Compost establishes growing media pH similar to limestone
As concerns increase about the environmental impacts of harvesting peat and the rising costs of peatmoss used as a growing substrate, researchers are seeking feasible alternatives. Compost can be used as a replacement for peatmoss, but issues such as phytotoxicity, high concentration of heavy metals, chemical carry over, high salts, and high pH have limited its use in the industry. The authors of a study in the September 2016 issue of HortScience studied the pH buffering capacity of substrates produced with compost and found that compost can be used to establish growing substrate pH similar to limestone, with "little to no effect on pH buffering capacity."
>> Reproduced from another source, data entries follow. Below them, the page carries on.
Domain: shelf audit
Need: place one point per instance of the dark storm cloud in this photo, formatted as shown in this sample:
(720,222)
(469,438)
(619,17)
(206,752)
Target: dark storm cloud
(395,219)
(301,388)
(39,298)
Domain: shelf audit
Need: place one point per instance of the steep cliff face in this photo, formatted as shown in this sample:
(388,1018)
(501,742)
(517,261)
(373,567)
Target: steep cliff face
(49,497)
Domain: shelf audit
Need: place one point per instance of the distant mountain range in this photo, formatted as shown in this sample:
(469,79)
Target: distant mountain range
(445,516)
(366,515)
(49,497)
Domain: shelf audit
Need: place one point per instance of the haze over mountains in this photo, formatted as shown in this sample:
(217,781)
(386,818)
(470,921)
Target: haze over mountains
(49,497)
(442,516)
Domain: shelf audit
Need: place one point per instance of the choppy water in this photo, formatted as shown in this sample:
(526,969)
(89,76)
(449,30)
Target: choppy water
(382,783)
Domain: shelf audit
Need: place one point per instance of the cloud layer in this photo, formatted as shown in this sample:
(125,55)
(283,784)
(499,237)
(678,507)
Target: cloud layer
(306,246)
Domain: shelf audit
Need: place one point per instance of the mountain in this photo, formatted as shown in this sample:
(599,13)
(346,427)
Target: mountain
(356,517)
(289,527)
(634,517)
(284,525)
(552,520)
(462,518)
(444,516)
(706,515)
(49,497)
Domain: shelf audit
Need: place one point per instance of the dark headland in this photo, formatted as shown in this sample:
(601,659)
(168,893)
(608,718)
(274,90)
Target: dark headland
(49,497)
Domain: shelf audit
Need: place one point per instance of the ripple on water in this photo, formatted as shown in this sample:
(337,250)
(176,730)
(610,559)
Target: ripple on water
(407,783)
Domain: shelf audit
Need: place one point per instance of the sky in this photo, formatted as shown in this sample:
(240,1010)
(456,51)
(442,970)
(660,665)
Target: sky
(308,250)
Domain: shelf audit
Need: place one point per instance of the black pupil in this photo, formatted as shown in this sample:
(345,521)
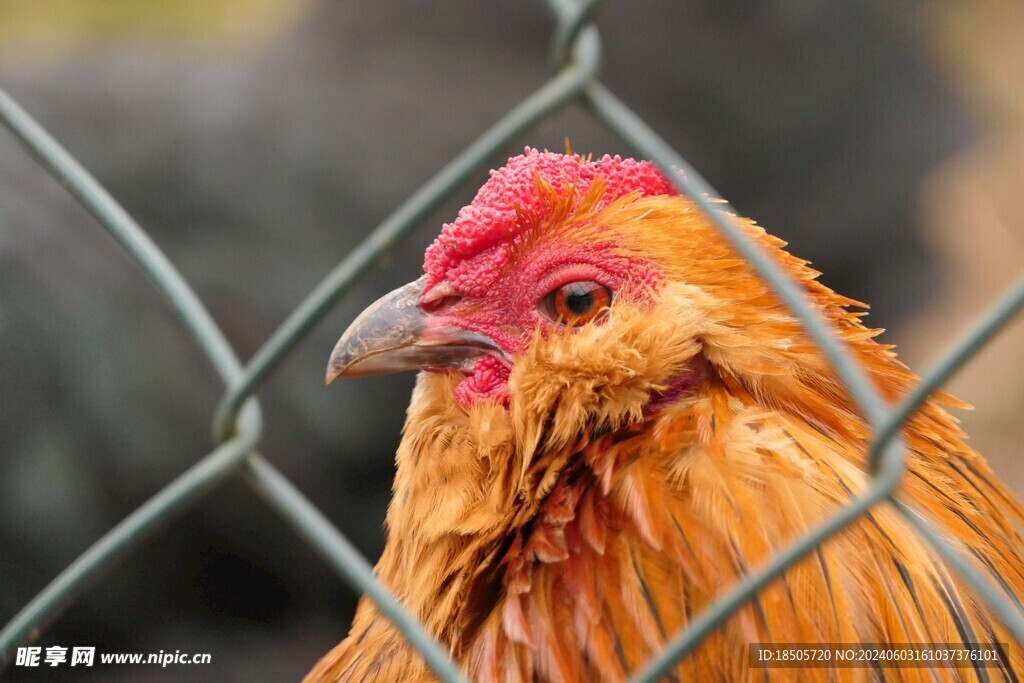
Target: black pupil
(579,298)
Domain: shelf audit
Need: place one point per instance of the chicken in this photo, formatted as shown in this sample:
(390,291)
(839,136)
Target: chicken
(615,420)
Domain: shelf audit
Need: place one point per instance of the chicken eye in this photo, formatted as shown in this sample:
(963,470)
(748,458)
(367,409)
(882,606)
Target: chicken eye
(577,303)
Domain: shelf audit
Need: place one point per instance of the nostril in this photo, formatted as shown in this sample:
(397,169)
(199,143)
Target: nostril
(438,298)
(433,305)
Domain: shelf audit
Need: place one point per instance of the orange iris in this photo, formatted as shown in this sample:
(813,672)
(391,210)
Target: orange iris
(578,303)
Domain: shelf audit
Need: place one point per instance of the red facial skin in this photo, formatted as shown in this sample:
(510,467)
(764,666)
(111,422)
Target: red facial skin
(478,278)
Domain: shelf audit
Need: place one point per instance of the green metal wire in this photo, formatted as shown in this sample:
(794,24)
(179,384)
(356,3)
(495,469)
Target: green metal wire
(212,469)
(576,51)
(158,511)
(311,525)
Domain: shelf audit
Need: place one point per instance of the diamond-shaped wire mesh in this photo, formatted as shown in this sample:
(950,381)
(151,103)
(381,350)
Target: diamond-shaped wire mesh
(238,421)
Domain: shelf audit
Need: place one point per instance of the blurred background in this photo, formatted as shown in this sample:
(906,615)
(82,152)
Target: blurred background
(258,141)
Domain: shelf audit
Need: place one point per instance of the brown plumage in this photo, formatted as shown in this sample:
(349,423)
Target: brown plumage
(611,474)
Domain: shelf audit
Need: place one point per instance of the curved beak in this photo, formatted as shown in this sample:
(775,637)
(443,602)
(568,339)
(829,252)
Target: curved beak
(394,334)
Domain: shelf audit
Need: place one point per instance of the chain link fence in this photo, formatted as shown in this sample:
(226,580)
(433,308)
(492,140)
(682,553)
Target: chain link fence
(576,53)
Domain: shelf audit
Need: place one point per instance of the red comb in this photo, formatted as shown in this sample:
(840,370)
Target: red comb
(511,193)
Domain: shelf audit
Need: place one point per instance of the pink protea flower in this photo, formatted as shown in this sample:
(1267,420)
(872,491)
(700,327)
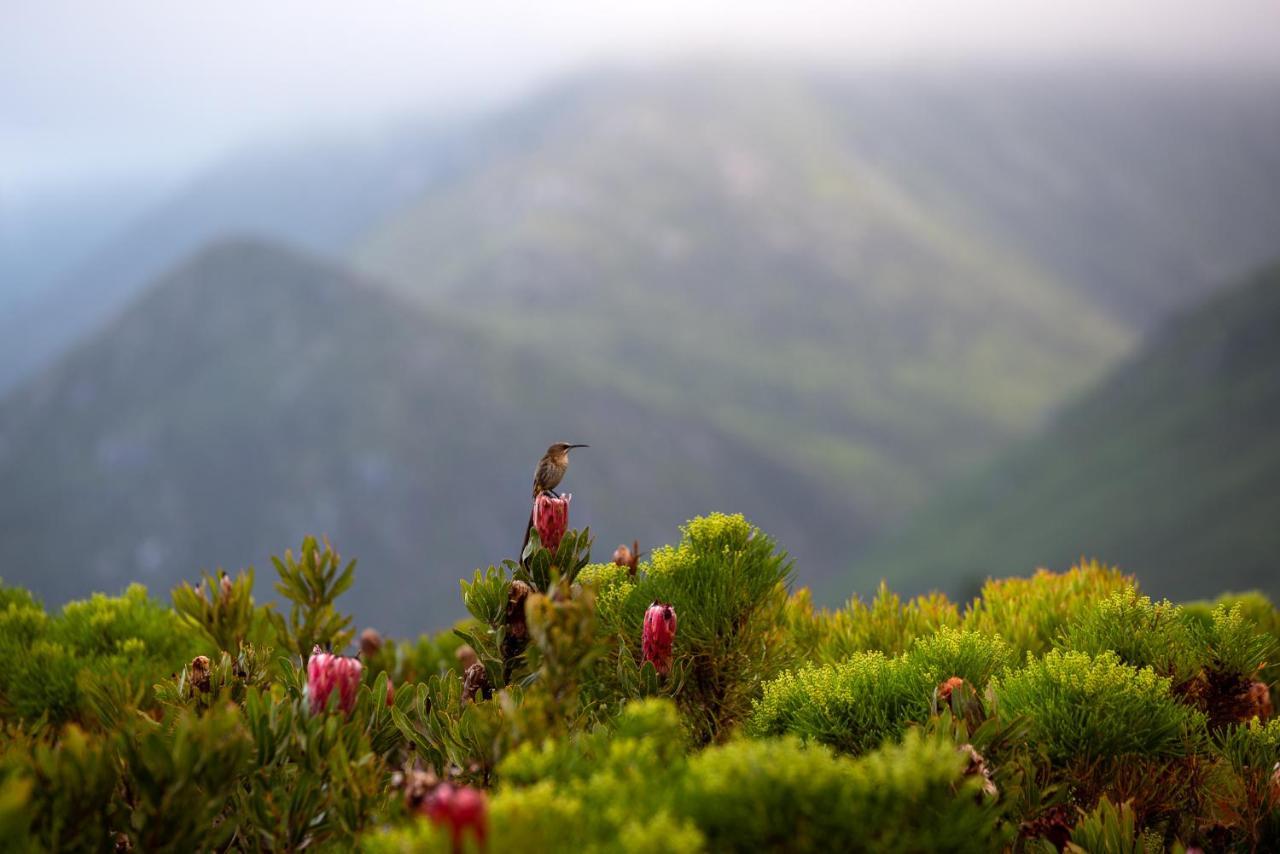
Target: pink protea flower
(659,631)
(551,519)
(460,811)
(327,671)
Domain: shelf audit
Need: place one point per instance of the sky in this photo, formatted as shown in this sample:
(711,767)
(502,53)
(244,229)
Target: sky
(94,91)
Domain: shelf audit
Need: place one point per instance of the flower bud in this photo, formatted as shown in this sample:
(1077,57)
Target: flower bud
(627,557)
(325,672)
(370,642)
(551,519)
(476,683)
(946,688)
(461,811)
(466,657)
(200,674)
(659,631)
(1258,700)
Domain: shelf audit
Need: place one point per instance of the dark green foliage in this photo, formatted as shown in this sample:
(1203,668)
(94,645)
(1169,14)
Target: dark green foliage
(222,607)
(56,666)
(727,581)
(1031,612)
(68,782)
(312,581)
(1142,633)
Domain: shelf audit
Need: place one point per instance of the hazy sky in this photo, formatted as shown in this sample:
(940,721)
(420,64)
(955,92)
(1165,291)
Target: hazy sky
(90,88)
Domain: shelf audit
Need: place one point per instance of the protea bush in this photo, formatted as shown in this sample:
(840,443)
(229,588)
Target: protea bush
(691,700)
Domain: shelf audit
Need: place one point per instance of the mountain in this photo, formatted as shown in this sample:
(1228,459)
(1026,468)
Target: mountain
(711,243)
(316,195)
(255,394)
(1143,190)
(1169,469)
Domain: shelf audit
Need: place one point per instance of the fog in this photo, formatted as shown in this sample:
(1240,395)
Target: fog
(91,90)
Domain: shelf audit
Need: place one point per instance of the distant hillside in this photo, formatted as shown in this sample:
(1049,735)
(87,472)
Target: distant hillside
(1170,469)
(712,245)
(316,195)
(255,394)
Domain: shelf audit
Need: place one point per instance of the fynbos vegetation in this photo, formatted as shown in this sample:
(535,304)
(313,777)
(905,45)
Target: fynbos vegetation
(689,702)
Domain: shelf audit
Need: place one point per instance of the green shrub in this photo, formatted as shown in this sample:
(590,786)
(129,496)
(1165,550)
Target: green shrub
(853,706)
(1235,644)
(781,795)
(128,640)
(887,624)
(728,584)
(1031,612)
(970,656)
(1114,830)
(1249,799)
(69,781)
(1086,707)
(1142,633)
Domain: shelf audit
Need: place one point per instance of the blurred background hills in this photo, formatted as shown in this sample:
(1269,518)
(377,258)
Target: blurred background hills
(915,324)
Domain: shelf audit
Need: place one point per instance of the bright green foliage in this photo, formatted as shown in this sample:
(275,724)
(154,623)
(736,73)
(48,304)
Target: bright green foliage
(56,665)
(1142,633)
(312,581)
(851,706)
(1235,645)
(780,795)
(970,656)
(887,625)
(727,581)
(1092,707)
(1114,830)
(855,704)
(885,726)
(1031,612)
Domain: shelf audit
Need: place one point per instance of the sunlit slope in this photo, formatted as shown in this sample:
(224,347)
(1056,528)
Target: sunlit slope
(712,245)
(1170,467)
(255,394)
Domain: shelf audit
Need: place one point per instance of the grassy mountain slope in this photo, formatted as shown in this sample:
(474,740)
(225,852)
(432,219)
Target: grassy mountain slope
(1169,469)
(316,195)
(711,245)
(255,394)
(1144,191)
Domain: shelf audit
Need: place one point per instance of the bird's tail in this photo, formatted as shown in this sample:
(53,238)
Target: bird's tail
(528,528)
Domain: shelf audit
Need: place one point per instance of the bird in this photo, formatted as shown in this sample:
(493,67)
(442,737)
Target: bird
(551,469)
(548,474)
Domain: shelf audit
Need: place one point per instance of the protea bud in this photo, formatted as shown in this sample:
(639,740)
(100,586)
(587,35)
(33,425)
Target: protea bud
(200,670)
(475,683)
(370,642)
(327,671)
(466,657)
(947,686)
(551,519)
(659,631)
(627,557)
(1260,700)
(461,811)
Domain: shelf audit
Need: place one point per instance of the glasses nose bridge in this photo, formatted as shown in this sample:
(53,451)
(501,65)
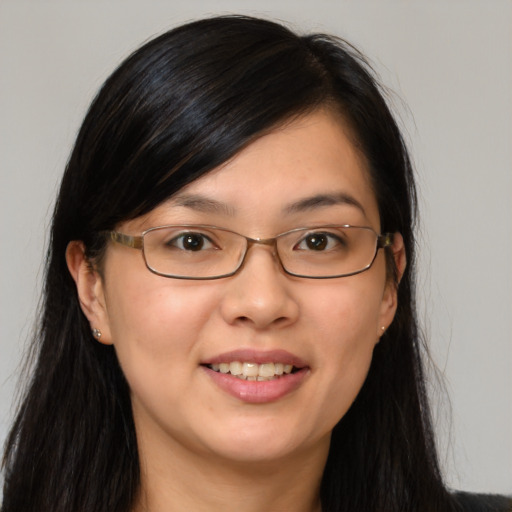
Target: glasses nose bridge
(269,242)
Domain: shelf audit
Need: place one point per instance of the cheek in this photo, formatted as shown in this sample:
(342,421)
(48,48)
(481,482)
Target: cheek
(154,325)
(346,334)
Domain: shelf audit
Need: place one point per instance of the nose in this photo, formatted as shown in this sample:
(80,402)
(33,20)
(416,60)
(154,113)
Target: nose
(260,295)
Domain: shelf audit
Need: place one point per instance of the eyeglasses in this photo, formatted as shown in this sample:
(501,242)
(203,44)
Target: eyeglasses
(210,252)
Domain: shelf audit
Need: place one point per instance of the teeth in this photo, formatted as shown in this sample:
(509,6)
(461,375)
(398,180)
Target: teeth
(253,371)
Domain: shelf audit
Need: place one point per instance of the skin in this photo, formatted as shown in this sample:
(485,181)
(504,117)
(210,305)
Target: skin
(201,448)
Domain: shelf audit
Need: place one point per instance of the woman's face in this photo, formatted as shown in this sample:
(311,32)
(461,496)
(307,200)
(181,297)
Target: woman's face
(168,332)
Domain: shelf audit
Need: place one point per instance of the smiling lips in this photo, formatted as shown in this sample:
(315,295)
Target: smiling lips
(257,377)
(253,371)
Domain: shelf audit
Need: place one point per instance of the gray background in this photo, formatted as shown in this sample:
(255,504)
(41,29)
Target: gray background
(450,64)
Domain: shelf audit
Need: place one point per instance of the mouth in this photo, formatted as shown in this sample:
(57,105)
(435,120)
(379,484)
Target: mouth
(252,371)
(257,377)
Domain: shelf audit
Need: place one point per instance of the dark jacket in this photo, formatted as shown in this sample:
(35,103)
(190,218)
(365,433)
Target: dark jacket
(470,502)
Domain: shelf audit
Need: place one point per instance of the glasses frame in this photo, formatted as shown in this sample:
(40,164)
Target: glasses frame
(383,240)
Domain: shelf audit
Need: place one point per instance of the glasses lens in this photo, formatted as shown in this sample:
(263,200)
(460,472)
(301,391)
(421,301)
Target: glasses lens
(327,251)
(193,251)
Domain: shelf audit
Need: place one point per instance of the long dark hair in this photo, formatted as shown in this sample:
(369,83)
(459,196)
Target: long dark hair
(175,109)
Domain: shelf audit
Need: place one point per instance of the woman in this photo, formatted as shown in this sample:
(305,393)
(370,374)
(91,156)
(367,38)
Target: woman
(229,317)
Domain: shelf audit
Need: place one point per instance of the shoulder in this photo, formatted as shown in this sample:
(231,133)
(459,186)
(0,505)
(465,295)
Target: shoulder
(470,502)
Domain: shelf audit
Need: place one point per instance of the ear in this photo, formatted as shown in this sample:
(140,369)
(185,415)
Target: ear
(389,297)
(90,289)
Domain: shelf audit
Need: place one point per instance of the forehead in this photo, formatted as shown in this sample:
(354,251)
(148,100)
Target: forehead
(302,169)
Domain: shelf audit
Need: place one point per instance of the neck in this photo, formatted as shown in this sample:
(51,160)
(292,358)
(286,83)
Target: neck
(175,479)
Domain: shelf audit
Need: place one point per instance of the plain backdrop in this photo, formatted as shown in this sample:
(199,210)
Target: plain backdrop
(449,64)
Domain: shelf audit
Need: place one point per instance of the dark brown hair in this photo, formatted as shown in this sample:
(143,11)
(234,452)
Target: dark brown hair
(178,107)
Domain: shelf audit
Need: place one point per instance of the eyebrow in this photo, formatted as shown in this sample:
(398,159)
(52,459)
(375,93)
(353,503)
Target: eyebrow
(203,204)
(322,200)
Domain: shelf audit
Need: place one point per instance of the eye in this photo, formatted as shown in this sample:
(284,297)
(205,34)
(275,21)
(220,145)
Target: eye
(319,241)
(191,242)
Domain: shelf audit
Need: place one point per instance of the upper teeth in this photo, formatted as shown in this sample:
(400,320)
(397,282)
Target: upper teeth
(253,371)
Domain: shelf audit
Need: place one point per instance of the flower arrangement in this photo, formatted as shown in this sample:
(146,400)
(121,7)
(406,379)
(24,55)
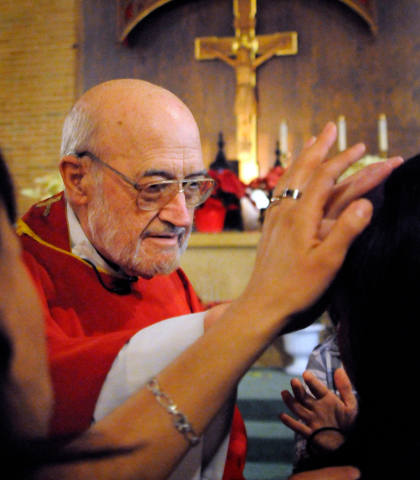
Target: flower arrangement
(222,210)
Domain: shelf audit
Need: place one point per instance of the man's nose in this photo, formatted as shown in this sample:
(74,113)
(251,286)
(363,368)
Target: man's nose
(177,212)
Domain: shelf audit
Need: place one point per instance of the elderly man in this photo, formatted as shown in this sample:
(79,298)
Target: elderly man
(105,255)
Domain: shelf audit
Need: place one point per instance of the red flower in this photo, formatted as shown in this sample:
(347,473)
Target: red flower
(228,182)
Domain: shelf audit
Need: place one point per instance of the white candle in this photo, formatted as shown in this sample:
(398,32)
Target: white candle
(342,134)
(283,137)
(382,133)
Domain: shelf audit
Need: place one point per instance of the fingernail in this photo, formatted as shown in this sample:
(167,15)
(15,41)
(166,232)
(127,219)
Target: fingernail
(355,473)
(363,208)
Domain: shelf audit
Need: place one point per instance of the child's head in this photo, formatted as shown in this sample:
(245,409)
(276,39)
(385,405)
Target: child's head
(376,295)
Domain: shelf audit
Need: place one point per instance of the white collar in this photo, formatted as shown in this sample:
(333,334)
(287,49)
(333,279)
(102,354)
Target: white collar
(80,244)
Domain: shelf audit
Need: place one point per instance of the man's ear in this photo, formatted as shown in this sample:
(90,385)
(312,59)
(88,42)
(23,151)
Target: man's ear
(73,172)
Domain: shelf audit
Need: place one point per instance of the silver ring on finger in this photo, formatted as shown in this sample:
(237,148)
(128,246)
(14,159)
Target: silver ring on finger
(293,193)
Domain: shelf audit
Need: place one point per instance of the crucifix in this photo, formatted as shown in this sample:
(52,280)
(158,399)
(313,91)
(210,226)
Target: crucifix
(245,53)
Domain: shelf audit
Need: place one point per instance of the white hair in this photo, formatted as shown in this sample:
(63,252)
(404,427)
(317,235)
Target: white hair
(78,130)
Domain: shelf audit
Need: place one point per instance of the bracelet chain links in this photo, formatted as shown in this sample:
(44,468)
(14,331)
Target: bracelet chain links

Matthew Taylor, lead author of the research, said there are many positive impacts of using compost in horticultural substrates. "Compost is created from recycled materials and places them back into the production stream," Taylor noted. "Compost can provide supplemental nutrition, may suppress disease-causing organisms, and can be used as a limestone substitute for pH establishment. Because of the high pH of most composts, limestone rates can be reduced or even eliminated when compost is used as a component of substrate or as a peatmoss replacement."
Taylor and coauthors Rachel Kreis and Lidia Rejtö said that determining the pH buffering capacity of substrates produced with compost is important for pH control and high-quality crop production. The scientists designed experiments to determine the resulting substrate pH when using a range of compost and limestone rates, and then compared the pH buffering capacity of substrates that had the pH established by the addition of compost, limestone, or a combination of both. Compost made of horse manure and bedding:wood chips:and a variable mixture of green plant material and restaurant food waste was used in all experiments (at a 1:1:1 ratio by weight).
The first experiment featured five compost rates (0%, 10%, 20%, 30%, and 40% by volume), and four limestone rates (0, 1.2, 2.4, and 3.6 g·L-1 substrate) in five replications. The experiment was conducted three times, each time using a different batch of compost. "With 0 lime, initial substrate pH increased from 4.5 to 6.7 as compost rate increased," the authors said. "This trend occurred at all other lime rates, which had pH ranges of 5.2-6.9, 5.6-7.0, and 6.1-7.1 for rates of 1.2, 2.4, and 3.6 g·L-1 substrate, respectively. Substrate pH increased significantly as either compost or lime rates increased."
The second experiment used four compost rates by volume (0%, 10%, 20%, and 30%) and the same four limestone rates as in the first experiment. Each substrate treatment was titrated through incubations with six sulfuric acid rates. "Substrates with a similar initial pH had very similar buffering capacities regardless of the compost or limestone rate," the authors said.
The experiments demonstrated that compost (with properties similar to the material used in the study) can be used in the same fashion as lime. "When compost is used in this fashion, lime will need to be applied at lower rates or eliminated to achieve the target pH, and growers can anticipate a similar pH buffering capacity," the authors added.
"Growers still need to consider that not only will pH buffering be influenced by the substrate composition, but also by the type of fertilizer, specific crop, and water alkalinity," Taylor added. "It should also be understood that all composts are not created equal. Proper chemical and physical tests must be done to ensure the compost is used properly."